There were some residents who did not enjoy being around other people or activity. The care workers would try to convince some residents who they believed would benefit from contact with the dogs to join us. On this particular night, they had convinced a ninety-year-old lady to join us. They mentioned that she had not spoken for a long time and they were surprised she agreed to leave her room. They pushed her wheelchair into the common area where we had gathered. The residents’ chairs were in a semicircle and the dogs and owners moved from chair to chair visiting.

“Say hello!” I said to encourage Itssy to move closer to the ladies and gentlemen in the room. She moved her long snout into laps and allowed shaky hands to stroke her head and move down her sleek brindle-colored back. When she reached the quiet lady, Itssy did not require any encouragement to move closer. Even though she had been on her feet for close to an hour, she seemed to immediately perk up with excitement. She moved her head close to the lady and placed her head in her lap. The woman’s eyes seemed to become more aware and Itssy looked into her tired face. Her watery blue eyes looked into Itssy’s brown ones and they seemed to say something to each. The lady’s hand trembled as it moved along Itssy’s head, playing with the points of her ears lying flat against the sides of her head.

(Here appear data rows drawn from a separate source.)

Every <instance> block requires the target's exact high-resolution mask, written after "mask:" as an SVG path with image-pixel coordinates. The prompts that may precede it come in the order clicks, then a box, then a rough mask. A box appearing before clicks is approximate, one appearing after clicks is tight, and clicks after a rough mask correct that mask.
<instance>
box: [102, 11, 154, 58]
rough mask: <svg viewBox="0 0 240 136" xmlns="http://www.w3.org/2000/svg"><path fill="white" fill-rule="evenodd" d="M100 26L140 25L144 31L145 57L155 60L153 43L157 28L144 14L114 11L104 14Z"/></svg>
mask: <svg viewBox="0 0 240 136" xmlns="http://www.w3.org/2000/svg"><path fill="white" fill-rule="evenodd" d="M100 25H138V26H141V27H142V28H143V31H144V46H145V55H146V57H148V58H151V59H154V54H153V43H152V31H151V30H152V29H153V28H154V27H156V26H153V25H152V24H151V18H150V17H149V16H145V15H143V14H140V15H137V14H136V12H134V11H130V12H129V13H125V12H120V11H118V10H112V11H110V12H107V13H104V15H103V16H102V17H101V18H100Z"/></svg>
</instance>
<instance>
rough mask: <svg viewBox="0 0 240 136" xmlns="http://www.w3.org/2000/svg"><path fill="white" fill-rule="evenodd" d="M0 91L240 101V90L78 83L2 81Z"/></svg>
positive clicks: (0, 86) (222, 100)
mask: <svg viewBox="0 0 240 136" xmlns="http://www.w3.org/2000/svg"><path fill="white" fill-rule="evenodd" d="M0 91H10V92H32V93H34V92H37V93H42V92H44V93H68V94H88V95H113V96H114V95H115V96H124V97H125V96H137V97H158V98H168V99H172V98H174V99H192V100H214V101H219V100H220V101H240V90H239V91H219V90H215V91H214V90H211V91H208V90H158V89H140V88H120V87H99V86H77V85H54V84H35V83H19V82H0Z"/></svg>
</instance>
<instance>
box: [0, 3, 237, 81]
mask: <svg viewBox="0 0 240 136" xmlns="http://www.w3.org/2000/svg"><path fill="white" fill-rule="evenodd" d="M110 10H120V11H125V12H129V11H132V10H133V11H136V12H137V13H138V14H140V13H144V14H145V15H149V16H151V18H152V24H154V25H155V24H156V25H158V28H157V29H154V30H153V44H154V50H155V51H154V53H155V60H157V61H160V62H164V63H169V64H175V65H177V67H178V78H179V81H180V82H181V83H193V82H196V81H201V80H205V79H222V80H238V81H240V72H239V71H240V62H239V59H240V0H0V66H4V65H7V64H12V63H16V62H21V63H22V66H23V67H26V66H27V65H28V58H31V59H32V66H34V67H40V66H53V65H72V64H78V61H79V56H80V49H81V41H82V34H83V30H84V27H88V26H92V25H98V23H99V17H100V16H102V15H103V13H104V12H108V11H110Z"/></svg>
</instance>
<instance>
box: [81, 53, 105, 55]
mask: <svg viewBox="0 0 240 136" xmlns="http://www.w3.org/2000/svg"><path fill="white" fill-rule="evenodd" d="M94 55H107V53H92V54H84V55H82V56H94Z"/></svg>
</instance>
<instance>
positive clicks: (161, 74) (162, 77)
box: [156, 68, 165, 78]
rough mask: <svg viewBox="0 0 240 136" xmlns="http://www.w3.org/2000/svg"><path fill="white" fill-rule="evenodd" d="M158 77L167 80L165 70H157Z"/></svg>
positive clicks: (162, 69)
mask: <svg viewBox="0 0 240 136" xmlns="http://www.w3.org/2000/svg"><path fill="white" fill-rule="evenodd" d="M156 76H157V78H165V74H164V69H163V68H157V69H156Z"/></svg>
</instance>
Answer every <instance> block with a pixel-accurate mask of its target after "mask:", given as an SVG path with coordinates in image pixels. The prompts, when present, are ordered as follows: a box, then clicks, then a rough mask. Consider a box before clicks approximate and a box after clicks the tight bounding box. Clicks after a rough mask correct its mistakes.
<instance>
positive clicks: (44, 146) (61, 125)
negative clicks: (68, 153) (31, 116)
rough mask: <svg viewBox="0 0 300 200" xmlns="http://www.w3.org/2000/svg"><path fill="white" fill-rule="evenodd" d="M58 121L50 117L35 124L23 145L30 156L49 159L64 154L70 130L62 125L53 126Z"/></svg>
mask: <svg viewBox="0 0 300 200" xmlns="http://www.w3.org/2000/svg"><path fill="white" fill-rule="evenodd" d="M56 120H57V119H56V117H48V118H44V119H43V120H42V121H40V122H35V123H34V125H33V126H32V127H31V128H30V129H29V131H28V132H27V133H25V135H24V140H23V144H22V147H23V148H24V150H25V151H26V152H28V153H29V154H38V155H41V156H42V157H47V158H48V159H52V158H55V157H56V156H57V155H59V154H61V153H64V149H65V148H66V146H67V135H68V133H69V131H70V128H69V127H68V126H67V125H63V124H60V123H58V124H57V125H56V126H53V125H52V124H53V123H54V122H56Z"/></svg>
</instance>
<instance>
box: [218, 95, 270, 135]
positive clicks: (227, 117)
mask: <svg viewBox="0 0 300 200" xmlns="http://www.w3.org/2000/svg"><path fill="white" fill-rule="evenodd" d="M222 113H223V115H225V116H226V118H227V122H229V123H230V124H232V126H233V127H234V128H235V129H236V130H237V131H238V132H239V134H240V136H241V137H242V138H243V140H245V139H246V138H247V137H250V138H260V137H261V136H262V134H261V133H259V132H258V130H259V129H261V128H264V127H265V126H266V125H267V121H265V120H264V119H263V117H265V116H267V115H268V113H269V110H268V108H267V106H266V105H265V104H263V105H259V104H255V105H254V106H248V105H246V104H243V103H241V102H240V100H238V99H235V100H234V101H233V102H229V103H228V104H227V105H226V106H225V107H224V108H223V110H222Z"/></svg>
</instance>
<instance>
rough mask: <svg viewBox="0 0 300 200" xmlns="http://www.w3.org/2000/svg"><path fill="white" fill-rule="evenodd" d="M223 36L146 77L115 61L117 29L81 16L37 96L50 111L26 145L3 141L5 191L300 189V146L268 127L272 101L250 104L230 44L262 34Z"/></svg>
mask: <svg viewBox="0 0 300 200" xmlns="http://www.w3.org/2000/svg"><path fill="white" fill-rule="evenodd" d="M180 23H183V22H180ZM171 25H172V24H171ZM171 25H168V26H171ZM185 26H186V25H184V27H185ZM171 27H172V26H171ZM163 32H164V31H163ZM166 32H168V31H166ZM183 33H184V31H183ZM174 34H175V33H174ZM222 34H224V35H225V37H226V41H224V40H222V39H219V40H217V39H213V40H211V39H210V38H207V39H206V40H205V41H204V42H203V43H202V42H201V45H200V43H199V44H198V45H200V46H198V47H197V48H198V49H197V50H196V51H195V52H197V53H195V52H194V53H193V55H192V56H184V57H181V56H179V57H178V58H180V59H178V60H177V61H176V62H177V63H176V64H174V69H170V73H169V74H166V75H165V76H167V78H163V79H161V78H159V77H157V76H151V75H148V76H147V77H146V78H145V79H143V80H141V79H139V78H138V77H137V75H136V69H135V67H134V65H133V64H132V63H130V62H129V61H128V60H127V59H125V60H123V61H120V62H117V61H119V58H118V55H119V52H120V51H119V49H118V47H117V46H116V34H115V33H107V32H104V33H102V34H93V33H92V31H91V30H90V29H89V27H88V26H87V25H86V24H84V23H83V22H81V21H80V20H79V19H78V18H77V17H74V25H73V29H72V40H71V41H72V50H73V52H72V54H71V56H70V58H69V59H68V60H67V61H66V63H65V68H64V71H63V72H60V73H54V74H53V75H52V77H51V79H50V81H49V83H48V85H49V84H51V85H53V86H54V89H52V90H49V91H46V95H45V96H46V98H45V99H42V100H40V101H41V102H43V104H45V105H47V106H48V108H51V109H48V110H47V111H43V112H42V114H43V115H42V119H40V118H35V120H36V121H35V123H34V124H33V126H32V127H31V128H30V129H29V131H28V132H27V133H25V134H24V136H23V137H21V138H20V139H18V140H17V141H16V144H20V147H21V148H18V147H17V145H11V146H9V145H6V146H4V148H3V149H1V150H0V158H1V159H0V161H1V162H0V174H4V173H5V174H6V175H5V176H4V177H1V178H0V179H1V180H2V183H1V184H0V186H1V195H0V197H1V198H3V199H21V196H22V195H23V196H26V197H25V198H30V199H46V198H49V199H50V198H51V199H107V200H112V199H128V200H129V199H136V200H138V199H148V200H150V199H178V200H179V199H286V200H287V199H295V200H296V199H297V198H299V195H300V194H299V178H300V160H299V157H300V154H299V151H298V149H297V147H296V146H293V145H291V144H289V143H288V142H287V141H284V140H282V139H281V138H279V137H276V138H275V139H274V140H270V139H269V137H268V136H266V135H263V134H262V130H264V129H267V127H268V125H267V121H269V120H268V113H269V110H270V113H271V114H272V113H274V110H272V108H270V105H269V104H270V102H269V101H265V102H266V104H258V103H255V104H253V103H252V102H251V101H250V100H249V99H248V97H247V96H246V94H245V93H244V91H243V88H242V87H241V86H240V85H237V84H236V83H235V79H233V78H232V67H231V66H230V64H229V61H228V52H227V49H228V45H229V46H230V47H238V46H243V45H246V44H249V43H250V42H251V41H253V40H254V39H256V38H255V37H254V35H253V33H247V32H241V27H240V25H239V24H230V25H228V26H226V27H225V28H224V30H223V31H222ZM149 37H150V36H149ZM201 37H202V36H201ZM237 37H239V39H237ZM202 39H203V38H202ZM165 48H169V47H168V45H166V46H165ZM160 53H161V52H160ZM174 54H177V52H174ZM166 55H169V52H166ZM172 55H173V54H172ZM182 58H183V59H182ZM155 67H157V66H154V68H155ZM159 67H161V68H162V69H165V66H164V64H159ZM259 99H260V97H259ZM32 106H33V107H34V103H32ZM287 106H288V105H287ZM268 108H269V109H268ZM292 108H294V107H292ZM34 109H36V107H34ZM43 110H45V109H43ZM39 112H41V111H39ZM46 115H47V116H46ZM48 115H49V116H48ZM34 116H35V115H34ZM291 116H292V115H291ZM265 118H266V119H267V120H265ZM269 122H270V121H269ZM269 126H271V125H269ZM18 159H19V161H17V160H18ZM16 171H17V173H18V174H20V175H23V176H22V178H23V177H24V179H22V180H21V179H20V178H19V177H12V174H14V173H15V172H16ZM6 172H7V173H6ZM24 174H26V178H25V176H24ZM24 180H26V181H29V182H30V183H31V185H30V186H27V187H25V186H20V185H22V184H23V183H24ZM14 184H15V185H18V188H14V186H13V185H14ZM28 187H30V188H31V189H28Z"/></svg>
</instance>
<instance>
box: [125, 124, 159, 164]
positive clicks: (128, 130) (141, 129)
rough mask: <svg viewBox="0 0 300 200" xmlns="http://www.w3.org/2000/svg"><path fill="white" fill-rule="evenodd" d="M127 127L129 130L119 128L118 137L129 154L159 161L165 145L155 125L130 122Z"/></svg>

And then the lady spoke.

“What a good dog,” she murmured softly.

The care worker standing by the woman’s chair looked at me, then back to the woman and Itssy in astonishment.

“Do you know,” she said, “that she has not spoken a word in at least a year?”

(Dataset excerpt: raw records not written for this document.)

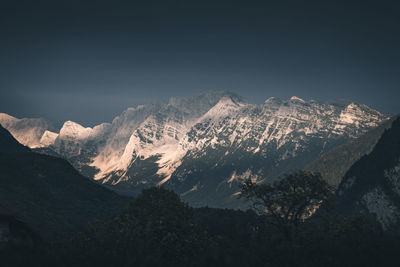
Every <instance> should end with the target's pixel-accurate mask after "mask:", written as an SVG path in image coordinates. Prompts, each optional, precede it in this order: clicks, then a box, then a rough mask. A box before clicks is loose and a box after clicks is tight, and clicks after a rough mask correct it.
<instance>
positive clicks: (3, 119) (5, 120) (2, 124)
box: [0, 113, 19, 127]
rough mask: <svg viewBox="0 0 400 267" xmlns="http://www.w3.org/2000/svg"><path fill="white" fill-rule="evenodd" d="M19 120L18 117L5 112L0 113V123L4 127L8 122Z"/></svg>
mask: <svg viewBox="0 0 400 267" xmlns="http://www.w3.org/2000/svg"><path fill="white" fill-rule="evenodd" d="M17 121H19V119H17V118H15V117H13V116H11V115H8V114H6V113H0V124H1V125H3V126H4V127H6V125H8V124H10V123H15V122H17Z"/></svg>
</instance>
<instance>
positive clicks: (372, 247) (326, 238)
mask: <svg viewBox="0 0 400 267" xmlns="http://www.w3.org/2000/svg"><path fill="white" fill-rule="evenodd" d="M241 193H242V194H241V195H242V196H241V197H242V198H245V199H247V200H248V201H249V202H250V204H252V205H251V206H252V208H250V209H249V210H247V211H242V210H230V209H214V208H208V207H204V208H192V207H190V206H188V205H187V204H186V203H184V202H182V201H181V199H180V197H179V196H178V195H177V194H176V193H174V192H173V191H170V190H167V189H164V188H162V187H152V188H149V189H146V190H144V191H143V192H142V193H141V194H140V195H139V196H138V197H137V198H135V199H134V200H133V201H132V202H131V204H130V206H129V208H127V209H126V210H125V211H124V212H122V213H120V214H119V215H117V216H115V217H113V218H111V219H109V220H103V221H97V222H93V223H91V224H90V225H89V226H88V228H87V230H86V231H85V232H83V233H77V234H76V235H74V236H71V237H69V238H67V239H64V240H62V241H61V240H59V241H57V242H55V241H54V242H45V241H43V240H39V239H38V240H35V241H34V242H33V243H29V244H18V243H12V242H11V243H10V244H9V245H8V247H6V248H4V249H3V250H2V251H1V252H0V261H1V266H96V267H99V266H397V265H398V264H397V263H398V260H397V259H398V255H397V254H398V251H399V248H400V246H399V243H400V242H399V240H398V237H396V236H390V235H387V234H385V233H383V232H382V230H381V229H380V227H379V226H378V225H377V224H376V223H375V221H374V219H373V218H370V217H368V216H367V215H365V214H354V215H353V216H352V217H343V216H340V215H339V214H337V213H336V211H335V208H334V204H332V203H333V202H334V194H333V193H332V192H331V190H330V188H329V186H328V185H327V184H326V183H325V182H323V181H322V179H320V176H318V175H311V174H307V173H304V172H301V173H297V174H293V175H287V176H286V177H284V178H283V179H281V180H280V182H276V183H274V184H262V185H260V184H254V183H252V181H250V180H248V181H246V182H245V183H244V184H243V185H242V188H241ZM319 200H323V203H324V204H322V202H321V201H319ZM273 203H278V204H277V205H275V204H273ZM316 206H318V207H319V209H318V210H317V212H315V213H314V211H315V209H314V210H313V211H312V214H311V213H310V209H311V208H313V207H316Z"/></svg>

It was difficult to take my eyes off the pair and their special moment. The woman continued to pet Itssy’s head gently and speak softly to her, telling her what a good dog she was and how pretty she was. She spoke of her own dog from long ago.

“She was my dearest friend,” she said as she looked off into space, a smile on her face.

The woman seemed to be taken away to a special place. All of the care workers gathered around her chair. They were so happy she had agreed to come out of her room, and wondered how this dog had inspired such an engaged reaction from a resident who had been withdrawn for so long. I smiled as I watched Itssy and her new friend, and listened to the amazed people around me. I was pleased that Itssy had made such an impact, but I was not surprised she had. I knew my dog and how special she was. She had a way of bringing joy to everyone she crossed paths with. It was all in a night’s work for one amazing dog.